Nick Trefethen, September 2010

Suppose you have a function f on an interval:

```x = chebfun('x');
f = @(x) x.*sin(2*exp(2*sin(2*exp(2*x))));
fc = chebfun(f);
LW = 'linewidth'; FS = 'fontsize'; MS = 'markersize';
figure, plot(fc,LW,1.2)
title('Function f',FS,16)
``` In Chebfun you would normally compute the integral like this:

```format long
Ichebfun = sum(fc)
```
```Ichebfun =
0.336732834781727
```

Chebfun's method is Clenshaw-Curtis quadrature, i.e., the integration of the polynomial representing f by interpolation or piecewise interpolation in Chebyshev points.

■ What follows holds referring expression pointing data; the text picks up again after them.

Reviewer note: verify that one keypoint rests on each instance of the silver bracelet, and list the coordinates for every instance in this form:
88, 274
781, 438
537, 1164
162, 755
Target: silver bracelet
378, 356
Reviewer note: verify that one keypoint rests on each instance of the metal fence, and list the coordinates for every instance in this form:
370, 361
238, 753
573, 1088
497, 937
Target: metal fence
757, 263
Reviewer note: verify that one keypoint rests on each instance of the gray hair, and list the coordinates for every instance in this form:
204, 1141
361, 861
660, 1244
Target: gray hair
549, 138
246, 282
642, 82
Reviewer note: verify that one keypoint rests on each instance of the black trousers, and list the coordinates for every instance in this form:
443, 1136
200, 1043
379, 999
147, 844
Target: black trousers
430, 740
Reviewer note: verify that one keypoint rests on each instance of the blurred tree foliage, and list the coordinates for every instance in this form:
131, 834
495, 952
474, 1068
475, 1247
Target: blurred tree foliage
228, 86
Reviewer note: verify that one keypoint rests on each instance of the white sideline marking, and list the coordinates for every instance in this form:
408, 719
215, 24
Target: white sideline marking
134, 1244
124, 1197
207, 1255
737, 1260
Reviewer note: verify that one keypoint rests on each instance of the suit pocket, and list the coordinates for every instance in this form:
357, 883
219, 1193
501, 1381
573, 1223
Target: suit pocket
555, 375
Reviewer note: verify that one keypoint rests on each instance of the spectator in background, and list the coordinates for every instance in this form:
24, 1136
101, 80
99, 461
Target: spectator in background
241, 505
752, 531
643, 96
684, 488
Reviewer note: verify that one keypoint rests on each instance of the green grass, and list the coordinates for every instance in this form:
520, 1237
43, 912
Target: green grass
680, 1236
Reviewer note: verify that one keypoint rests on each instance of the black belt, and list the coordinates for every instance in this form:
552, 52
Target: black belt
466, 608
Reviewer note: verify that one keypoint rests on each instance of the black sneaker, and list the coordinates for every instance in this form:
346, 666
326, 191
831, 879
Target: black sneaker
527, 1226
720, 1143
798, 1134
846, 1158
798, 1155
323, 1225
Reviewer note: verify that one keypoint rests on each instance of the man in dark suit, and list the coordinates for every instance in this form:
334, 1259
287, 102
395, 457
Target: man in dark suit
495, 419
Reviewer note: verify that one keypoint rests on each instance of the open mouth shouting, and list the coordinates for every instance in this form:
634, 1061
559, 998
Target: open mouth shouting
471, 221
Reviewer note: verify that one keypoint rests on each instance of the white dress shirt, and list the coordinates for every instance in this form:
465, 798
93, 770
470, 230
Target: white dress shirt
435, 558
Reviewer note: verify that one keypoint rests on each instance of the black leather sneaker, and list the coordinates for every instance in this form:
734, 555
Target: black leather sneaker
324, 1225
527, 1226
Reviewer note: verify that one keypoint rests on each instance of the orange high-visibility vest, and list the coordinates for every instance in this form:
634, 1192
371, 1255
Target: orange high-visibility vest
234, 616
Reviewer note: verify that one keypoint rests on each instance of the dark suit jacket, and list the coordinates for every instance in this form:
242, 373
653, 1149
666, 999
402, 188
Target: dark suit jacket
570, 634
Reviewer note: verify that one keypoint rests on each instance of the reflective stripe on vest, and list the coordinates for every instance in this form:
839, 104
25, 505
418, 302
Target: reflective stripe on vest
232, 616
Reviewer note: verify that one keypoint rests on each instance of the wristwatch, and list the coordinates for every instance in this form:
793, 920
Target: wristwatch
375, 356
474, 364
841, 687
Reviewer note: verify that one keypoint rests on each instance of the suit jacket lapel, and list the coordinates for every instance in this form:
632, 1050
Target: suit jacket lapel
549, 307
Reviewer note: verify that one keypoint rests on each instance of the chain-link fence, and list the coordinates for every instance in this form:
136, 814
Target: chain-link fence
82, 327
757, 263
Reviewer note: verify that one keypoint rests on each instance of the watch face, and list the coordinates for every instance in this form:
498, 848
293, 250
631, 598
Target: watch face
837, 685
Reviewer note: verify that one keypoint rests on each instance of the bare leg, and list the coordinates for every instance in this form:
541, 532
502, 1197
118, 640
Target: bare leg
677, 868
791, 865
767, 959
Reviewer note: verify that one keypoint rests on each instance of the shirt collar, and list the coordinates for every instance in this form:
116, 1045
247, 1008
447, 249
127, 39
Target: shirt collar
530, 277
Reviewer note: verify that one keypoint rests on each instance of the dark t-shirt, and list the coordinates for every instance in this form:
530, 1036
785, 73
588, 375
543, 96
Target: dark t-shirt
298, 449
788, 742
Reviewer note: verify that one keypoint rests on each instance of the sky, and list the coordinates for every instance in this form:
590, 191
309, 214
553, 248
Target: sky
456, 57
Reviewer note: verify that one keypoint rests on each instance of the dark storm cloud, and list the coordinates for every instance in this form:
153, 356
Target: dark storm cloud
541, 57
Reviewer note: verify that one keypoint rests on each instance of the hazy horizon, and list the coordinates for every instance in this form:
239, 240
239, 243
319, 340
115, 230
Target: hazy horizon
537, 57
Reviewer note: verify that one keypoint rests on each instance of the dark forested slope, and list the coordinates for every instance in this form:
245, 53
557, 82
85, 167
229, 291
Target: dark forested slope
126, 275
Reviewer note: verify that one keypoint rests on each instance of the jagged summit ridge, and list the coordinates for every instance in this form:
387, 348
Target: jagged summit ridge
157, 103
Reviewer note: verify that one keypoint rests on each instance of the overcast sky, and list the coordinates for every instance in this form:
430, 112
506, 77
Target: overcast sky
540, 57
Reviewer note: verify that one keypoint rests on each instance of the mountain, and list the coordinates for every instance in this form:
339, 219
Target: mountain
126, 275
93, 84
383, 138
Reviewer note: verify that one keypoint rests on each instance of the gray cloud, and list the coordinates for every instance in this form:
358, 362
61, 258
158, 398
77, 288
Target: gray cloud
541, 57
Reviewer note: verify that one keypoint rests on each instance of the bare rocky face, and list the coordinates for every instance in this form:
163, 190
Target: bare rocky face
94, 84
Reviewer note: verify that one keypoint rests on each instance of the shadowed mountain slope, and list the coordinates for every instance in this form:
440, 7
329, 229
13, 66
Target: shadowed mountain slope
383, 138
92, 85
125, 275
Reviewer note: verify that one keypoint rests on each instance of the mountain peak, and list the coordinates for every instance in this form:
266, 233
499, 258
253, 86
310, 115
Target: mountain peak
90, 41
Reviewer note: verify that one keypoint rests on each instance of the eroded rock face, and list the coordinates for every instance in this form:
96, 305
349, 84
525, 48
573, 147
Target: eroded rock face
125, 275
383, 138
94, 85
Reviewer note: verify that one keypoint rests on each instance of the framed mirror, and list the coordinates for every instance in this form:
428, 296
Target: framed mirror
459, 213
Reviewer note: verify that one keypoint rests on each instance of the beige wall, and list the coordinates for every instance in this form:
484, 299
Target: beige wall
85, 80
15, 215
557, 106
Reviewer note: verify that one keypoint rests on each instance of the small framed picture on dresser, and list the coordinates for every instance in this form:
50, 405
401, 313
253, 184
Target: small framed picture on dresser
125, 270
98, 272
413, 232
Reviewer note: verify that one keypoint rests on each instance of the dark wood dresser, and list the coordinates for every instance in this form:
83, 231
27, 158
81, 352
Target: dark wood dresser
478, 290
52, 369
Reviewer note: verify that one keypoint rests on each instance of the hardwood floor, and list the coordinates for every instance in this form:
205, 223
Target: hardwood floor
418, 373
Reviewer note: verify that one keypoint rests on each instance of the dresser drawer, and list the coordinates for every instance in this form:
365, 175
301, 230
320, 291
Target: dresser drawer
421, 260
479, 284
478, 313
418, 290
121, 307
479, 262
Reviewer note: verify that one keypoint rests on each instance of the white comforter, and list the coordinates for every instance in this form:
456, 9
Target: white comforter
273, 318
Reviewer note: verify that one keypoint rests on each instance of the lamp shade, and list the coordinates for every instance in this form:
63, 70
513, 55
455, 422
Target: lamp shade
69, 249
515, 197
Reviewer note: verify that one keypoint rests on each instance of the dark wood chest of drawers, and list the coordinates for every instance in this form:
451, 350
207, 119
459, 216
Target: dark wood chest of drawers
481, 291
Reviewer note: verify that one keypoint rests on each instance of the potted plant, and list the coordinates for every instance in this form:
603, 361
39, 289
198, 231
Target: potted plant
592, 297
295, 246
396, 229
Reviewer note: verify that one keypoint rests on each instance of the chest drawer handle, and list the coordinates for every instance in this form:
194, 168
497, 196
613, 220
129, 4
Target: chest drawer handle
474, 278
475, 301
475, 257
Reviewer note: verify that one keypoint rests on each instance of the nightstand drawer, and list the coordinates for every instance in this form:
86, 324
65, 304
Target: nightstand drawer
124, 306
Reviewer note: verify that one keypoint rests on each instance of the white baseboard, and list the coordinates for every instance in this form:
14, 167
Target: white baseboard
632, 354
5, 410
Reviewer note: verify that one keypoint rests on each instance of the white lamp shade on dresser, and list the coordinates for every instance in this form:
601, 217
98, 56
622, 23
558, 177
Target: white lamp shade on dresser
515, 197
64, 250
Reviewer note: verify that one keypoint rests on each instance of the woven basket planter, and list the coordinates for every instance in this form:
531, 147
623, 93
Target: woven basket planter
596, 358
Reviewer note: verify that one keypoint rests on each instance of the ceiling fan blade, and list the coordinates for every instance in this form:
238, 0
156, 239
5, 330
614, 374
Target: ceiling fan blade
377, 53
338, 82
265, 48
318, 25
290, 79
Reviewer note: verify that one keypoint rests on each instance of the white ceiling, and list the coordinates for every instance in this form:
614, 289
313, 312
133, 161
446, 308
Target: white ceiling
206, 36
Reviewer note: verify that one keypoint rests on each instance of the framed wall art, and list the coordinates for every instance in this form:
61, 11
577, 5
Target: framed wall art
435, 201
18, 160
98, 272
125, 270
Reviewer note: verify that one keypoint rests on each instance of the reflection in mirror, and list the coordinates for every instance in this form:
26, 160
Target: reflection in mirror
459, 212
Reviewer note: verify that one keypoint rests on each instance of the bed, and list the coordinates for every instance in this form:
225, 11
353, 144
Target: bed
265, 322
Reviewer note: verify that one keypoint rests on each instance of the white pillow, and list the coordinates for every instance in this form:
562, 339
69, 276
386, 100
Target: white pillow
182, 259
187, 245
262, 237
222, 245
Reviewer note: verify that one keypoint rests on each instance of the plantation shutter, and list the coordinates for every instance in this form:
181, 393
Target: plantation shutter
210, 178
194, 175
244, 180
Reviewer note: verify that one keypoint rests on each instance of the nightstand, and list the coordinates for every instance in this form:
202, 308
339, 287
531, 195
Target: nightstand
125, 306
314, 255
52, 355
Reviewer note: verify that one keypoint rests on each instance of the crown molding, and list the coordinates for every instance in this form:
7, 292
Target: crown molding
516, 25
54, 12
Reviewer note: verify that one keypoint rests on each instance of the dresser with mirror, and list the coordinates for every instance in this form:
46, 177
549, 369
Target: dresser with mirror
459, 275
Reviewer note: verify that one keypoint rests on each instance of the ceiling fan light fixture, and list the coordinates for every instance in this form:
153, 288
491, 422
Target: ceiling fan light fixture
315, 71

Here is the number of quadrature points:

```Npts = length(fc)
```
```Npts =
651
```

If we wanted, we could also perform the integration by explicitly extracting the Clenshaw-Curtis nodes and weights, like this:

```[s,w] = chebpts(Npts);
Iclenshawcurtis = w*f(s)
```
```Iclenshawcurtis =
0.336732834781728
```

Or we could try Gauss quadrature with the same number of points and weights.

```[s,w] = legpts(Npts);
Igauss = w*f(s)
```
```Igauss =
0.336732834781725
```

Though this value of Npts is in the hundreds, Chebfun can handle values in the millions without difficulty. This is achieved by the algorithm of Glaser, Liu and Rokhlin  as implemented by Nick Hale. See Examples quad/GaussQuad.m.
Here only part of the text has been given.